昨年、約7年ぶりに大幅マイナーチェンジが行われたSLクラスは、最高級ロードスターの威厳はそのままに、さらなる内容充実が図られている。
とくにフロントまわりの変更はインパクトが大きく、グリルは1954年に発表されたガルウィングモデル「300SL」から受け継がれる伝統的デザインを採用しながらも、最新メルセデスファミリーの一員であることが巧みにアピールされている。もちろん、そこはメルセデス。デザインだけではなく、この新しいヘッドライトには、照射をコントロールしなが
ら最適な視界を確保する「インテリジェントライトシステム」を装備。リヤまわりでも、急ブレーキ時にブレーキライトが点滅し後続車に伝える「アダプティブブレーキライト」を採用するなど、しっかりと安全性の向上が図られている。

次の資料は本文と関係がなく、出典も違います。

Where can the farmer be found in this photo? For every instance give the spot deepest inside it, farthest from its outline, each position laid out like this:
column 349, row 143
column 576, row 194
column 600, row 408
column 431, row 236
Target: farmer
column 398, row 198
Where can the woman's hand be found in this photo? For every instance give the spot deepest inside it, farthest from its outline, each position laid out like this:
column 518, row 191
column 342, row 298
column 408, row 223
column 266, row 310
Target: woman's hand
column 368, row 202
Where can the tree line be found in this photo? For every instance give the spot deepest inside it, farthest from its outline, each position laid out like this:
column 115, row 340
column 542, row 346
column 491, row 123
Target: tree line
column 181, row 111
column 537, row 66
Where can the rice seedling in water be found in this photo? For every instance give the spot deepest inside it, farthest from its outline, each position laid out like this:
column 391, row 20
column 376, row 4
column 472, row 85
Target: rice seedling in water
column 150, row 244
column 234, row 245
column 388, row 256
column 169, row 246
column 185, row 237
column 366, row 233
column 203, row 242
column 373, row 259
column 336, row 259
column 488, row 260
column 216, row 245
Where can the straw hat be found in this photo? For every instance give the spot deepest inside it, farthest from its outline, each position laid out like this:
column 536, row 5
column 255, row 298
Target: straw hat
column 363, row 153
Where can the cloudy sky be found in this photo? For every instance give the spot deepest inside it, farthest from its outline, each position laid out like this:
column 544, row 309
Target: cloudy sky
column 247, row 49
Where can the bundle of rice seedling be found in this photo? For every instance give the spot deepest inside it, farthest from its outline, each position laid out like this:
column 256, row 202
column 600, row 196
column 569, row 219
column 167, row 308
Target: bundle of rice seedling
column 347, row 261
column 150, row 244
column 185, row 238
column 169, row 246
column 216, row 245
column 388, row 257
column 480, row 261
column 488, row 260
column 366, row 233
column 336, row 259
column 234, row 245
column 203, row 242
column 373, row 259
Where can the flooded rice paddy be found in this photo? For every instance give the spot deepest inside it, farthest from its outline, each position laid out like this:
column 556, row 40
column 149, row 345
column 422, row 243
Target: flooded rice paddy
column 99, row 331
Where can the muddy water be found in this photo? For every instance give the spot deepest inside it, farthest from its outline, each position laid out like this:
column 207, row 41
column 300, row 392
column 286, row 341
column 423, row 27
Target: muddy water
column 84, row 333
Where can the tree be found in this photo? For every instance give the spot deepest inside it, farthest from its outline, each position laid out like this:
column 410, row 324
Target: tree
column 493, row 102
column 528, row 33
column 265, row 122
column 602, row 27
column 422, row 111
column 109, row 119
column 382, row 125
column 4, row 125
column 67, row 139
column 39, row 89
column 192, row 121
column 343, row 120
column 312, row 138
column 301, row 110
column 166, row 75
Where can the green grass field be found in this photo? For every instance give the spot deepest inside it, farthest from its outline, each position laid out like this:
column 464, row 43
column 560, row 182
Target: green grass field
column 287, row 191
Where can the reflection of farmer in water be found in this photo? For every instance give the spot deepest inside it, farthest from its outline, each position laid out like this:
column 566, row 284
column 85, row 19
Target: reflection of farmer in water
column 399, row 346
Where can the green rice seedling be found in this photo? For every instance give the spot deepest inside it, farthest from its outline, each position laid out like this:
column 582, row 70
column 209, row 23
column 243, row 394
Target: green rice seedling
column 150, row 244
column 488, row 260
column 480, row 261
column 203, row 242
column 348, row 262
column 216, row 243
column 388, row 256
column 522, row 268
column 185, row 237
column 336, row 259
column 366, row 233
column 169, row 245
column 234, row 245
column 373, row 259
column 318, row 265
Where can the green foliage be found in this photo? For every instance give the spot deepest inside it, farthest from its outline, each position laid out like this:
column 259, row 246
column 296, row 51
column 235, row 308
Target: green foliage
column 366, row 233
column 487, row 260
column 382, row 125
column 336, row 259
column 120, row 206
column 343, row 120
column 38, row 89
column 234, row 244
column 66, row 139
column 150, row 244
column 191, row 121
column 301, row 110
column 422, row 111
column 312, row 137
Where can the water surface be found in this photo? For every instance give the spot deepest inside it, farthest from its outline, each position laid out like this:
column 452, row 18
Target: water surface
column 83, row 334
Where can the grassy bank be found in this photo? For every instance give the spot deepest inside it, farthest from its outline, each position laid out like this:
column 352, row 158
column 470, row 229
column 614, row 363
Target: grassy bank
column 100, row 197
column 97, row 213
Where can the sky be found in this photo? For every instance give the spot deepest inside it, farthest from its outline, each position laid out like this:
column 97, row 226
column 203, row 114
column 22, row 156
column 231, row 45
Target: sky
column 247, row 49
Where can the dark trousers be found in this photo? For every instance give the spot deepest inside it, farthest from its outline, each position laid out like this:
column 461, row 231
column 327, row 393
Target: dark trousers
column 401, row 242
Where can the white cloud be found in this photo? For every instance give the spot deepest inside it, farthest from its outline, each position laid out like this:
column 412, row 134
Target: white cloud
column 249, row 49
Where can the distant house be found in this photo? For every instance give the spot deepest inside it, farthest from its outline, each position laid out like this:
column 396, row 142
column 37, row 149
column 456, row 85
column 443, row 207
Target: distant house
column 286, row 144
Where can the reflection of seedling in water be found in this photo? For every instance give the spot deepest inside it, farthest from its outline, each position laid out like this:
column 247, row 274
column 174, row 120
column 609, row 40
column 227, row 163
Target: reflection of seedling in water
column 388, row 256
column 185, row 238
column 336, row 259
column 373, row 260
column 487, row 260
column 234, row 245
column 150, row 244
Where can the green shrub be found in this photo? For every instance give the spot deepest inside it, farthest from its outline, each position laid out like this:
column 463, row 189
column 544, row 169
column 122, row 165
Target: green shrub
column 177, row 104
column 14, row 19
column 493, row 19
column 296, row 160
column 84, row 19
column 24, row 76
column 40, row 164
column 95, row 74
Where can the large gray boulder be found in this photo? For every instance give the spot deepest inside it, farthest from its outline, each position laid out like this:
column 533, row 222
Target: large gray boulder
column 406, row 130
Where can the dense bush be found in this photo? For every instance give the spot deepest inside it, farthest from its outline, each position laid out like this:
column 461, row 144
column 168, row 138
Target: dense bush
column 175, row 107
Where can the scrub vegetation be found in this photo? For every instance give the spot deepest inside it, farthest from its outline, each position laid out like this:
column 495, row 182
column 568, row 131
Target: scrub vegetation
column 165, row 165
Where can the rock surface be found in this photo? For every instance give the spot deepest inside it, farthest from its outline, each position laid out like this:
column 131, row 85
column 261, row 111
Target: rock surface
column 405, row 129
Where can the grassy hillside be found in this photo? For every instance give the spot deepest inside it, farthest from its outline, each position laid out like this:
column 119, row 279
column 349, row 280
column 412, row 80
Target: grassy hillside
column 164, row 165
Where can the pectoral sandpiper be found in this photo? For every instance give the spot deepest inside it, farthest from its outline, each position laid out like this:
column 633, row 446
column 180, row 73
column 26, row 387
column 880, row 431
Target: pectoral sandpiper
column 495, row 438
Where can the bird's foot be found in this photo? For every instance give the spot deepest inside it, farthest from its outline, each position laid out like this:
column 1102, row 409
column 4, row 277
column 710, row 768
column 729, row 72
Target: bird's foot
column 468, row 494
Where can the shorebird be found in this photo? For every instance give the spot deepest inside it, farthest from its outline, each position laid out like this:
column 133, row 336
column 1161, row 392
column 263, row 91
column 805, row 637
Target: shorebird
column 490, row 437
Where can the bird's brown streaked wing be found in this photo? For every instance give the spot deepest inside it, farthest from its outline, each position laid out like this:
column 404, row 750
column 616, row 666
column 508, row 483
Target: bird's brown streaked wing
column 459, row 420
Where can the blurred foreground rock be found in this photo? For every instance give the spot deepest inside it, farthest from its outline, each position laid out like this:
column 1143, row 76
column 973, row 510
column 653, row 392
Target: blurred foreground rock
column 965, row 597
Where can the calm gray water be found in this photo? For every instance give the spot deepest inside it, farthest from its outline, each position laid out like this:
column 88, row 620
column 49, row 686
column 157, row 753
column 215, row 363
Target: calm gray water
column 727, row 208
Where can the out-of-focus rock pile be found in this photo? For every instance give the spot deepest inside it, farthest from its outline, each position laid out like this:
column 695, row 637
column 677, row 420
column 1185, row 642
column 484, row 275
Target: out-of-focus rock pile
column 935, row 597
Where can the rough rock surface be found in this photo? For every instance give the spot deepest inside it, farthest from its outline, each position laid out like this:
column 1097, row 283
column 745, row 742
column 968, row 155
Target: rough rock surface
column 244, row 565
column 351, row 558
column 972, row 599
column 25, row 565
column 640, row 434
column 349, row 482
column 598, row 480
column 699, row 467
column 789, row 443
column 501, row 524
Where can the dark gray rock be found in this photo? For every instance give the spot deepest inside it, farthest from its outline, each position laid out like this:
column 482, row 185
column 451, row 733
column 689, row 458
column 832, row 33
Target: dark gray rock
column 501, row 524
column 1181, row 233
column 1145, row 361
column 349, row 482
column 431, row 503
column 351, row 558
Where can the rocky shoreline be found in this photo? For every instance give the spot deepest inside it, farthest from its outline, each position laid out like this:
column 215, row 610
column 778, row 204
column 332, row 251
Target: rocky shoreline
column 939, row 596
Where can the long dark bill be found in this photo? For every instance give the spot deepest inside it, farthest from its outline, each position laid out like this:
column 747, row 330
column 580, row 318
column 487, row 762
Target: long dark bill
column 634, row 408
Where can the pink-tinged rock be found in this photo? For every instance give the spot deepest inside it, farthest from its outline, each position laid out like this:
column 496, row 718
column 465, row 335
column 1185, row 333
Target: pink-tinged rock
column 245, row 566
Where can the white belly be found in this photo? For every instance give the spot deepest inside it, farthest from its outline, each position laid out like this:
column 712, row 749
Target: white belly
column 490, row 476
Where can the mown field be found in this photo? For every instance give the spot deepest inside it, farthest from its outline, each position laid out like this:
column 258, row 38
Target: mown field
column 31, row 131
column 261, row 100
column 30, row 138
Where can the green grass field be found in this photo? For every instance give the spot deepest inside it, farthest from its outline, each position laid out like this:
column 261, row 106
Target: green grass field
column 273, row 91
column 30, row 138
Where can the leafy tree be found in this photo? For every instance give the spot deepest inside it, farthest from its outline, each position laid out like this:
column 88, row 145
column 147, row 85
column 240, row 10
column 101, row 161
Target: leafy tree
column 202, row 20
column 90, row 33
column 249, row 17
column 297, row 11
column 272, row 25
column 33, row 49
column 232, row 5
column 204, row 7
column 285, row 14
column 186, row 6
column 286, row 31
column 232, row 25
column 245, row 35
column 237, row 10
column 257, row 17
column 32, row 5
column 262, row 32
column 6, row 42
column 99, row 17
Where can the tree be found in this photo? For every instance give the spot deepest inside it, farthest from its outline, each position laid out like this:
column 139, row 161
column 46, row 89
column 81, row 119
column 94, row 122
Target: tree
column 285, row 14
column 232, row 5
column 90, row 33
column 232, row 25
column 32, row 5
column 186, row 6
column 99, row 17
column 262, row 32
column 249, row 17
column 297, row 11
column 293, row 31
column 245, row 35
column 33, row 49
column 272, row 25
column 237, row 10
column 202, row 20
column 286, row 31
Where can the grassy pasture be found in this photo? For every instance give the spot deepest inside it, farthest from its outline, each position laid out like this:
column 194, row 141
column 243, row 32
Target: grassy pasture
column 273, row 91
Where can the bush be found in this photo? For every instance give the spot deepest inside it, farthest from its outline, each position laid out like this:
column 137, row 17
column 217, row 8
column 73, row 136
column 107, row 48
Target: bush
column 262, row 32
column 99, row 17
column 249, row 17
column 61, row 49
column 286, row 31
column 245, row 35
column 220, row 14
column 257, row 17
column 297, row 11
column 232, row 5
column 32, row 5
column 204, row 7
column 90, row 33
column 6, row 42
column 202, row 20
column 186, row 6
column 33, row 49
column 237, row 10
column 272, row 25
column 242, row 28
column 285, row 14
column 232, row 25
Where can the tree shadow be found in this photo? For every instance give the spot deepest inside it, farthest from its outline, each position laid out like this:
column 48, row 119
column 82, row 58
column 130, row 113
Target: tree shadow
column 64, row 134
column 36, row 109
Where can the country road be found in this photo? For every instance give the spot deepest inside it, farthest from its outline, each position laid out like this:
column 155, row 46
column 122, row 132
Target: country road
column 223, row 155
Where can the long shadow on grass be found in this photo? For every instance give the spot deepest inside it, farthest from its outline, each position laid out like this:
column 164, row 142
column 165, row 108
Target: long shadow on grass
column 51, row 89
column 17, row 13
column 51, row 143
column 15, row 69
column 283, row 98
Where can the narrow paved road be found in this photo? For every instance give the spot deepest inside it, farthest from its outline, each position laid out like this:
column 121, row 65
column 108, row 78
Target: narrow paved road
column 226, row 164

試乗車両のSL350に搭載される3.5LV6DOHCエンジンは専用のチューニングが施され、従来の272馬力から314馬力へ44馬力アップ。シリーズ唯一のV6ならではのフロント部分の軽さと相まって、スポーティさが格段に向上している。
インテリアではCOMANDシステムの装備も嬉しいが、ハイライトは、なんといっても「エアスカーフ」。これは乗員の首まわりに温風を吹き出す機能で、シートヒーターとの併用でオープン時の快適性が圧倒的に向上している。
まさに大人のための最高級ロードスターであるSLクラス。このクルマの魅力は、その万能性の高さだろう。見た目はスポーツカーだが、ステアリングを握ると待っているのはサルーンとかわりない快適なドライビング環境……そう、普段はストレスを感じることなく気持ちよく走れ、その気になればポテンシャルを躊躇なく発揮する……この懐の深さこそがが、長きにわたり多くのファンの心をつかんでやまないのだ。